Updated

VANCOUVER - It's a life most can't imagine, picking up bottles for a living and sleeping in a back alley.

But when the Stanley Cup playoffs are on, Vinnie Danes is just like most Canadians who want to kick back and watch the game.

Not far from the pricey rink-side seats in Rogers Arena and the booming outdoor sites where jersey-clad masses cheer the Vancouver Canucks, Danes has set up his own viewing area where he and his friends can watch the game.

Tucked inside a back alley carport, Danes' tiny TV sits atop of an industrial garbage bin surrounded by half a dozen chairs rescued from the garbage dump.

The picture is grainy, despite a 15-metre antenna that snakes around two old shopping carts filled with bottles and reaches up to the roof.

But the sound is good and the back alley seems no different than many homes when the hockey game is on: men yelling at the TV, criticizing the players or the referees and cracking open a beer.

Danes has been showing occasional movies in the alley for about four years but since the Canucks started their playoff run this season the set up has been a regular occurrence.

"I just tell the guys 'hey you know we're watching a movie, we're watching a hockey game,' so everyone comes over," he says.

He and many of his friends work picking up bottles around the city and the word spreads to others who don't have a home where they can watch the game.

"When the home games are here, we get like 20 people, when the away games are here we get like half a dozen."

The back alley where the men gather is surprising tidy, and both the power and a storage spot for the TV when its not in use is supplied by the company that owns the carport.

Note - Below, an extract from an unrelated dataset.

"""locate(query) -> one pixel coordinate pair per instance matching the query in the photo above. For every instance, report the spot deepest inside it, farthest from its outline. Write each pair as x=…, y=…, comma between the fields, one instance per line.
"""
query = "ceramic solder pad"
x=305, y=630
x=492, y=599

In exchange, Danes keeps an eye out for anyone who might be causing trouble or who doesn't belong in his homeless family.

"We watch out for each other. If somebody needs something, like one of the guys, he doesn't make so much money as I do and so I give what I have, my extra to him."

Don, who didn't want to give his last name, is one of the regulars who stops by on game night. He has a home, but his wife doesn't like hockey.

"I have been homeless at times, but now I'm just hangin' out with the guys," he smiled. "It's all about my friends."

Danes arrived in Vancouver about seven years ago from Ontario.

He said his wife and unborn child were killed in a car accident and he hasn't been able to face living inside since then.

"When everybody leaves, I'm alone. But with these folks that stay under the carport, I'm with somebody and I don't have to deal with that loneliness of thinking about her," he explained.

On Wednesday, Danes and his friends will join most other Canadians, sitting in front of their television sets rooting for their team.